This page describes what Spherical is, and what it can detect.
Spherical Defense is an API security solution that uses deep unsupervised learning to protect your APIs. The product is deployed onto AWS, and integrates with your API gateway to mirror your inbound API traffic.
The running Spherical Defense instance ingests this traffic, and builds an internal model of normal API behavior. After sufficient training, it will mount a model for evaluation.
Every subsequent API request will be classified as either normal or anomalous, depending on whether or not it is a threat. Additional information is included in the event, such as the part of the API request which is most suspicious, and a score which enables you to see the worst potential threats.
Any likely threats are filtered as events which can be consumed by SIEM solutions such as Splunk.
Spherical has a three-stage life cycle.
Once you have deployed your Spherical instance, it will immediately start listening for API traffic.
It will stay in this mode for only as long as there is insufficient data to train the first security model.
After receiving roughly 160,000 requests, it will move to the next stage.
After sufficient data has been received, the system moves into training mode.
This mode will result in a trained security model after roughly 6 hours, which will then be mounted for evaluation.
As new data is received, the Spherical instance will train more models to account for natural changes in your API traffic over time.
Once the first security model has been trained, it is mounted for evaluation.
This means that every subsequent API request that is received by the system is given a classification (either benign or anomalous), and a score.
If you have integrated with an outbound service, these events will be filtered back.
Spherical Defense can protect your APIs from malicious injection, mis-configuration, and generic misuse. Some examples of attacks that we can detect are as follows:
Exposing more object-level data than necessary over API endpoints
Passing malicious instructions to databases and other services via the API. These include things like SQL injection.

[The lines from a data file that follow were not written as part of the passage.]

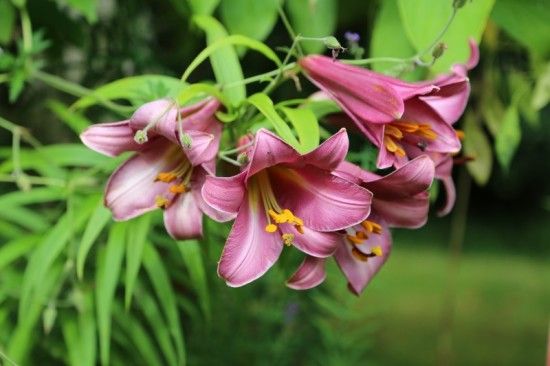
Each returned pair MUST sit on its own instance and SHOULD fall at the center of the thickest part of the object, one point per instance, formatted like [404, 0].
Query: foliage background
[76, 288]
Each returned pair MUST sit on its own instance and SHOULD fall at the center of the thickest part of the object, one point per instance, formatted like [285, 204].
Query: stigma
[395, 132]
[361, 236]
[178, 178]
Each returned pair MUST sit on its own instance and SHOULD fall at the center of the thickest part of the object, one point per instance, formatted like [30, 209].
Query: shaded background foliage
[76, 288]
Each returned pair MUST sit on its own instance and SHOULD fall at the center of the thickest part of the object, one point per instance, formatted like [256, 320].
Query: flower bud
[457, 4]
[186, 140]
[242, 158]
[141, 137]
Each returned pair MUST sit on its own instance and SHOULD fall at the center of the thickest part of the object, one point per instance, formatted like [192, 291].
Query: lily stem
[456, 239]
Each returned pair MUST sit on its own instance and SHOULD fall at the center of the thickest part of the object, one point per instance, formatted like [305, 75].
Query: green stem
[456, 239]
[34, 180]
[439, 36]
[26, 27]
[289, 29]
[373, 60]
[25, 135]
[78, 91]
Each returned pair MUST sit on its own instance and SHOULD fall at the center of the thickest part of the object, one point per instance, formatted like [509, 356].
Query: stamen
[359, 254]
[166, 177]
[271, 228]
[377, 251]
[161, 202]
[426, 131]
[372, 227]
[178, 188]
[409, 127]
[287, 239]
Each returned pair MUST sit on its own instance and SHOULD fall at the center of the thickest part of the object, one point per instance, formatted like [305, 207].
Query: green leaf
[49, 250]
[7, 21]
[74, 120]
[138, 335]
[526, 21]
[15, 249]
[138, 230]
[150, 310]
[108, 270]
[140, 89]
[508, 138]
[541, 94]
[264, 104]
[477, 145]
[80, 334]
[88, 8]
[165, 295]
[229, 41]
[198, 90]
[203, 7]
[389, 39]
[423, 20]
[306, 126]
[190, 251]
[100, 217]
[251, 18]
[225, 62]
[23, 337]
[26, 218]
[313, 18]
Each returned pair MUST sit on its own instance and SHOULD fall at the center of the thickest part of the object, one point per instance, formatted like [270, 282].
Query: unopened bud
[332, 43]
[457, 4]
[438, 50]
[242, 158]
[186, 140]
[140, 137]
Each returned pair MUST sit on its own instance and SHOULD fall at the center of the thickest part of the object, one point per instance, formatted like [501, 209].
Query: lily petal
[249, 251]
[183, 218]
[314, 243]
[311, 273]
[322, 200]
[360, 273]
[204, 147]
[269, 150]
[132, 189]
[110, 139]
[400, 198]
[224, 194]
[163, 113]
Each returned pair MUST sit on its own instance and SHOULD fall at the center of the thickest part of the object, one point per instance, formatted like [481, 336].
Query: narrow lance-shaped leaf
[225, 62]
[100, 217]
[264, 104]
[165, 295]
[190, 251]
[306, 126]
[138, 229]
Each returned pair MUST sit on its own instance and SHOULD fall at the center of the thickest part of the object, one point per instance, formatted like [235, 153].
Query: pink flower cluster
[316, 202]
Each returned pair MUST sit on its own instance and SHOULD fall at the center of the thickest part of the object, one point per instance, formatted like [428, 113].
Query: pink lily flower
[282, 197]
[399, 199]
[164, 173]
[423, 113]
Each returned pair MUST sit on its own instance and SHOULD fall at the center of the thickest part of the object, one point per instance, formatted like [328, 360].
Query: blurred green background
[482, 300]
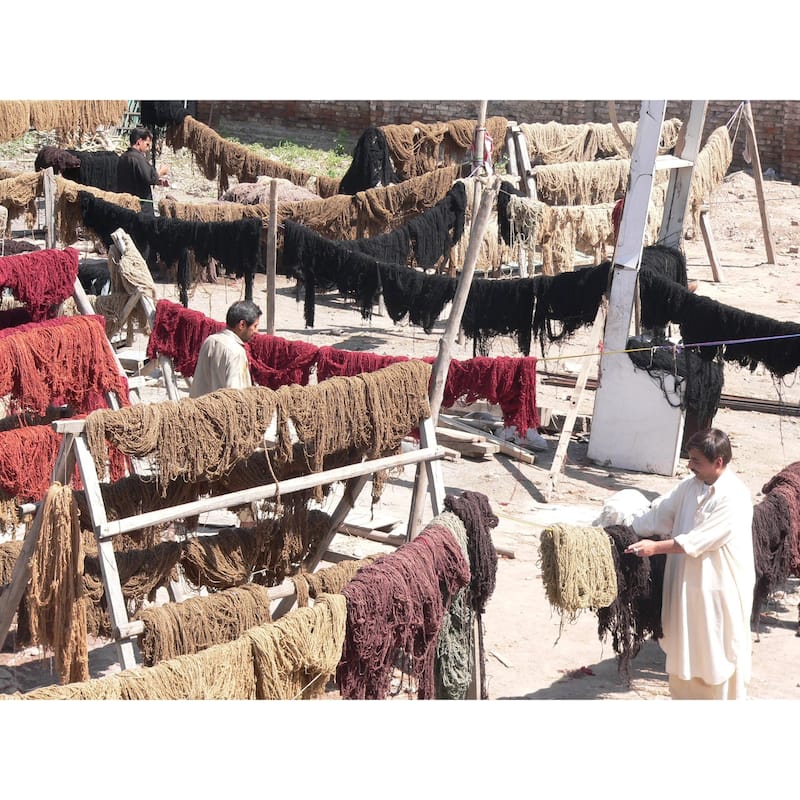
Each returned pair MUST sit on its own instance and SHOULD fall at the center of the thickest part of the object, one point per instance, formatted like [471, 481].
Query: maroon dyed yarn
[395, 608]
[473, 509]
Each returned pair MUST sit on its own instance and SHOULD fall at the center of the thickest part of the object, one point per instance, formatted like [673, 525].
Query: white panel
[633, 425]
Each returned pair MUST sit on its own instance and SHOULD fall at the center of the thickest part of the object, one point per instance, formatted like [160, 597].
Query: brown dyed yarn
[297, 655]
[15, 118]
[222, 672]
[369, 413]
[288, 659]
[74, 117]
[55, 594]
[177, 629]
[330, 580]
[189, 438]
[9, 553]
[272, 548]
[134, 495]
[141, 572]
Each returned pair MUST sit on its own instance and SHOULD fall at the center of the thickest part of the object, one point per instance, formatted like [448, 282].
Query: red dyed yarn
[508, 382]
[27, 456]
[178, 333]
[67, 361]
[40, 279]
[333, 362]
[276, 362]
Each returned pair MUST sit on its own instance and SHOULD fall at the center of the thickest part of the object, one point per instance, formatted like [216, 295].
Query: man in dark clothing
[135, 174]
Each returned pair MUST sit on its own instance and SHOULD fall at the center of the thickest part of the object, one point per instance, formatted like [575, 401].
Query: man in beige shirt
[222, 361]
[709, 574]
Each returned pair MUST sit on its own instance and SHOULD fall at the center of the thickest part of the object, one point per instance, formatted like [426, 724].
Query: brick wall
[325, 123]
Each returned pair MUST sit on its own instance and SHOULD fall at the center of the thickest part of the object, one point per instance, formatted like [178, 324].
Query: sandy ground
[529, 655]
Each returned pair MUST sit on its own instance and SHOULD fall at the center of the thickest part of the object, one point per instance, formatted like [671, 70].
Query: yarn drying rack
[74, 451]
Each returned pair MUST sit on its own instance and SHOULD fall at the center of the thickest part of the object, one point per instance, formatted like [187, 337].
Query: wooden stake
[441, 365]
[595, 338]
[759, 179]
[49, 185]
[708, 239]
[272, 249]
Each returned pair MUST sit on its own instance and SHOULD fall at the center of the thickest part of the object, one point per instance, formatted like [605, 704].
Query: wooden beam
[352, 490]
[759, 179]
[115, 600]
[507, 448]
[145, 520]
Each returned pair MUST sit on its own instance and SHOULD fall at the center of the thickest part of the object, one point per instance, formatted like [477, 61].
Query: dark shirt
[135, 175]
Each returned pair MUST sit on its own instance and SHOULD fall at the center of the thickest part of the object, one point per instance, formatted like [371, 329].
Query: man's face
[707, 471]
[244, 331]
[143, 145]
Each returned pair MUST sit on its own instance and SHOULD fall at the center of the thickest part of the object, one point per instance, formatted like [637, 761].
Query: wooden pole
[272, 250]
[759, 179]
[49, 186]
[441, 365]
[596, 338]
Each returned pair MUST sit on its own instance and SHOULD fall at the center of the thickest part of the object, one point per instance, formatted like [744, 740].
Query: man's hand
[653, 547]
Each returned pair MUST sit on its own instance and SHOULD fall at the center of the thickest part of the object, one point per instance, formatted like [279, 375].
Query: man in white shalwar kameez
[222, 360]
[709, 574]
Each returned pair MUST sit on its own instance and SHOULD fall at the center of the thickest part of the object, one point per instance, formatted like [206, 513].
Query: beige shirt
[221, 364]
[708, 591]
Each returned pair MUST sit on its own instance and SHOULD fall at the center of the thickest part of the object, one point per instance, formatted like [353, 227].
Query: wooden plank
[345, 505]
[679, 187]
[441, 365]
[504, 447]
[708, 239]
[759, 180]
[477, 449]
[511, 150]
[524, 165]
[453, 435]
[168, 372]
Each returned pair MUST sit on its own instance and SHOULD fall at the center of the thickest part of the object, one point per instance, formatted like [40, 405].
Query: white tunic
[221, 364]
[708, 592]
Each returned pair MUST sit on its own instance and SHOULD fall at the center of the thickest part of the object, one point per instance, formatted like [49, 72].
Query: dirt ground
[529, 655]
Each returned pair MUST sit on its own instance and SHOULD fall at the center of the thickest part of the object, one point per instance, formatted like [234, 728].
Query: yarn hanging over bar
[395, 608]
[41, 280]
[66, 360]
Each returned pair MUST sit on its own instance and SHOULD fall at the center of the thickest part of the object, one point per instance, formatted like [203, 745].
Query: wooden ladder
[633, 427]
[617, 409]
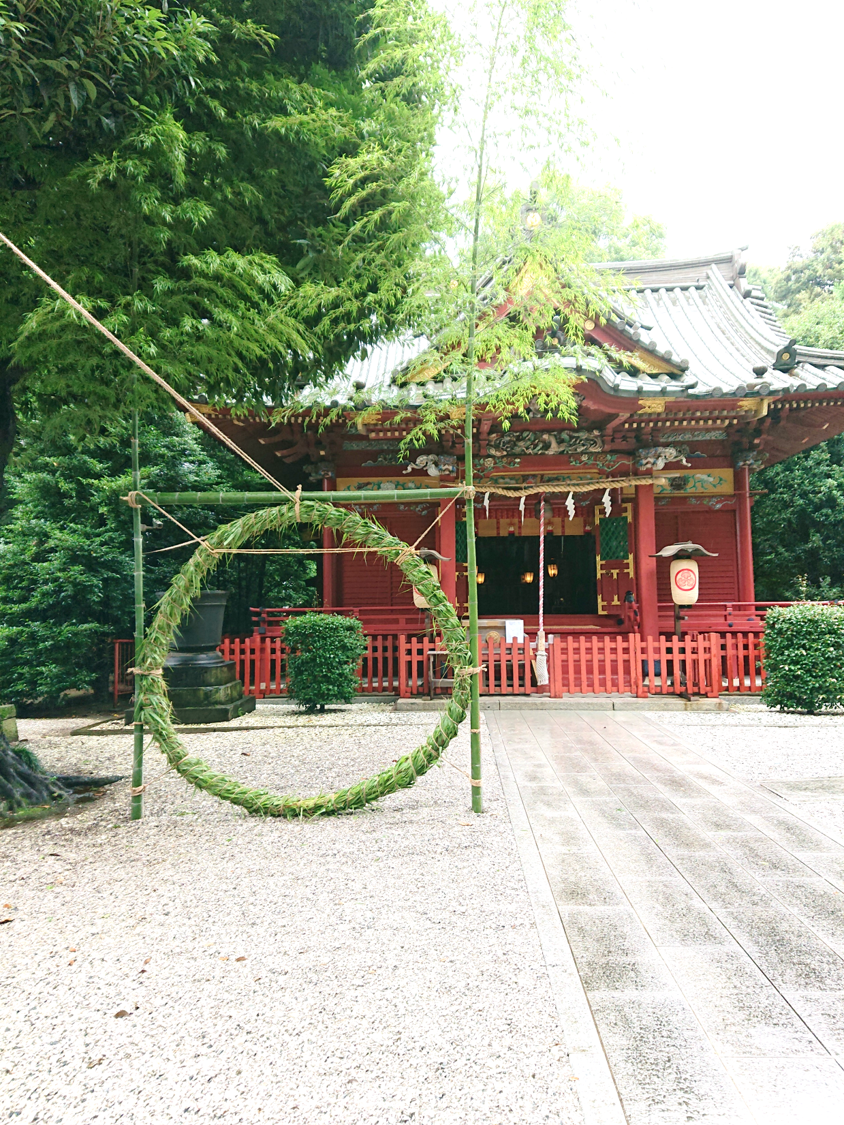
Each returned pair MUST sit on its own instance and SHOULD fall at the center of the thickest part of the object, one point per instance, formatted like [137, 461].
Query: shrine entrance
[510, 568]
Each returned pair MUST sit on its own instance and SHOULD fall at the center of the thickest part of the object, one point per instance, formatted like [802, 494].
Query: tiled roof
[717, 329]
[699, 314]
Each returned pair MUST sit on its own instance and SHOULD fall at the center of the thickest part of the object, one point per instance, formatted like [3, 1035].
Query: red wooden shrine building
[710, 388]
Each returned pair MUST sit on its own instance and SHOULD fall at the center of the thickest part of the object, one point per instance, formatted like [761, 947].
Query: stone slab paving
[706, 920]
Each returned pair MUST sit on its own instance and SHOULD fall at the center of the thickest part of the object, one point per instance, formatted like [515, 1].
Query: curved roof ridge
[745, 314]
[669, 272]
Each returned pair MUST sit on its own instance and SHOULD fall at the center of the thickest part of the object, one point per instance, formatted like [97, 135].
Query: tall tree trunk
[9, 376]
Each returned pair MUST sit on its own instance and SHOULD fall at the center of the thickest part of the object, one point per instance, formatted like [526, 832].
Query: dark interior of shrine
[510, 566]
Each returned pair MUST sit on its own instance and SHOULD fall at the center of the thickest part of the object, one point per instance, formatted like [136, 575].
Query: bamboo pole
[477, 799]
[137, 758]
[269, 500]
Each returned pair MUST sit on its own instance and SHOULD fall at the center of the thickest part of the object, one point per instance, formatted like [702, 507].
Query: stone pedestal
[201, 685]
[208, 692]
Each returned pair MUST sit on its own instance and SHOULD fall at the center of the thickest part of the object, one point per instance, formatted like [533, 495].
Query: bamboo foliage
[352, 529]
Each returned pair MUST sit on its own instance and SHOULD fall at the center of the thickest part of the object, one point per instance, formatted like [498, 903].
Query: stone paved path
[707, 921]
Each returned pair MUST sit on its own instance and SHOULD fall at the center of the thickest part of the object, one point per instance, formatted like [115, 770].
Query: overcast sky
[727, 116]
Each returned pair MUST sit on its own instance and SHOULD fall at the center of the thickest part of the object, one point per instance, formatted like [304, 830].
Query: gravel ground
[761, 746]
[377, 968]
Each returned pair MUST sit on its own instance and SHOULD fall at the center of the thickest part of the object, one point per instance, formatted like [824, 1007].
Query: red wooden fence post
[715, 657]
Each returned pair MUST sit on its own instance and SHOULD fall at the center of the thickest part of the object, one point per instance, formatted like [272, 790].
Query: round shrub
[322, 666]
[805, 657]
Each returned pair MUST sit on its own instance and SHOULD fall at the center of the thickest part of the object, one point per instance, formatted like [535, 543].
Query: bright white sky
[727, 116]
[721, 118]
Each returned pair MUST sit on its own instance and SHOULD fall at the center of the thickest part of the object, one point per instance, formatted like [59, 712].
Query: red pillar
[447, 546]
[746, 587]
[330, 563]
[645, 529]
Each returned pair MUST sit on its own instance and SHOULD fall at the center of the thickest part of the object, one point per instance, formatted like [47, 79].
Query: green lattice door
[613, 558]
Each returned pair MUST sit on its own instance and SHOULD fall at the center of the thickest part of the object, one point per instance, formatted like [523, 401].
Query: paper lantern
[684, 582]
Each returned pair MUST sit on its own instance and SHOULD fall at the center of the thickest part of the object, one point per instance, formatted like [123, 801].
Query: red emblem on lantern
[685, 578]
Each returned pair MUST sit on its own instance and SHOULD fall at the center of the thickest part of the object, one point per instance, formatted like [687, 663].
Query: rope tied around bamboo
[176, 603]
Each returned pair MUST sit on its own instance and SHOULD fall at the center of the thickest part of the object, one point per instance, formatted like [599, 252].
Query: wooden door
[613, 558]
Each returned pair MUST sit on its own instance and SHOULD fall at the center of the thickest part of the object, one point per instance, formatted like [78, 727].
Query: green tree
[798, 541]
[810, 275]
[613, 234]
[503, 287]
[65, 551]
[189, 214]
[797, 527]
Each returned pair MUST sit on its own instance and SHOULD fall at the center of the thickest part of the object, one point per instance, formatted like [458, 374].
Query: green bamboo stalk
[263, 500]
[137, 758]
[477, 800]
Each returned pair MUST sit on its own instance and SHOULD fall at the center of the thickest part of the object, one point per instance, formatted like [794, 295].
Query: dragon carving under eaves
[541, 442]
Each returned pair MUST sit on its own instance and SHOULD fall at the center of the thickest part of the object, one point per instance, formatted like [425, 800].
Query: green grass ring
[351, 529]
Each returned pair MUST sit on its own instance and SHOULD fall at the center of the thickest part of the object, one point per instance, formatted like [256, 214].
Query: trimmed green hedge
[805, 657]
[323, 663]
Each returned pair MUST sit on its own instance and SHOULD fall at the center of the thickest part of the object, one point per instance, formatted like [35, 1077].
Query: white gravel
[377, 968]
[762, 746]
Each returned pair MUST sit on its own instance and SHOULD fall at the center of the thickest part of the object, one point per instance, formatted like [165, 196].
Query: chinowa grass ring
[352, 529]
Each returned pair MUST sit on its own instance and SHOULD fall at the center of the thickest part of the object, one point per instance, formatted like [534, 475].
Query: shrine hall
[700, 387]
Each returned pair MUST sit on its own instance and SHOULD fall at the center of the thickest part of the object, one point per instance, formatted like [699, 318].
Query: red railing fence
[578, 664]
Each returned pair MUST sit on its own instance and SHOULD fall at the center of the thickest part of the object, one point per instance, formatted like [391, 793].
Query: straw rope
[155, 705]
[591, 485]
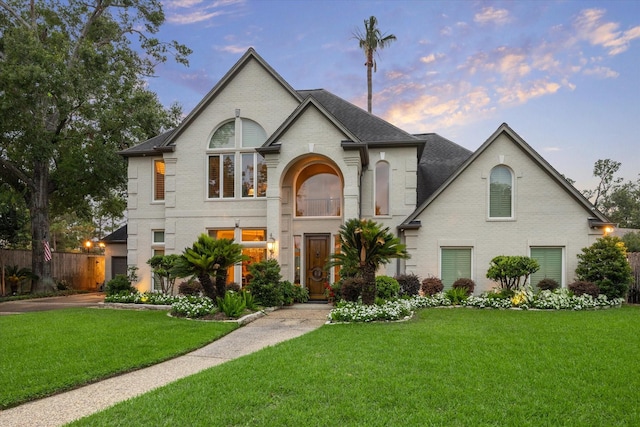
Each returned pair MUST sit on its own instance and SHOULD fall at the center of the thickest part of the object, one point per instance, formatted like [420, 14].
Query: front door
[317, 255]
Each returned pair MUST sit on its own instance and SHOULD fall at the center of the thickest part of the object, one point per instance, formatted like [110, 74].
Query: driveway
[53, 303]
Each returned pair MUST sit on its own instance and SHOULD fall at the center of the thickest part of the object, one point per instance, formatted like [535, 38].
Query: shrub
[511, 271]
[548, 285]
[605, 264]
[583, 287]
[409, 284]
[300, 294]
[191, 287]
[232, 305]
[431, 286]
[457, 295]
[387, 287]
[467, 284]
[351, 288]
[265, 284]
[233, 286]
[119, 284]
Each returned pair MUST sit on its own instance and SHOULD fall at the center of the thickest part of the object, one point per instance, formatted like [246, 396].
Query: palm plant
[370, 40]
[365, 246]
[206, 258]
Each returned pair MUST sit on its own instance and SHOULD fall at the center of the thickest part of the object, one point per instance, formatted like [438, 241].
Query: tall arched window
[501, 193]
[318, 191]
[234, 161]
[382, 188]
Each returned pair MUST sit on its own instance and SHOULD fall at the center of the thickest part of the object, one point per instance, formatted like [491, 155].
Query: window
[382, 188]
[158, 180]
[550, 260]
[236, 141]
[455, 263]
[501, 193]
[318, 191]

Exposing debug, administration and obsolete API endpoints.
Sensitive Information Transmission
Users passing personally identifiable information into the wrong field, resulting in a GDPR breach.
Accepting an unauthorized object update request.
Authorized Stateful Attacks
Authorized users attempting to subvert application state. These include things like Replay Attacks.
ML Attack Tools
Adversarial API fuzzing can be trained to subvert existing security systems..
Spherical Defense applies semi-supervised learning to the task of application-level threat detection. We train an advanced model to recreate your data and thus, learn the underlaying structure, syntax and semantics. With this insight it is then able to easily distinguish between benign and malicious requests.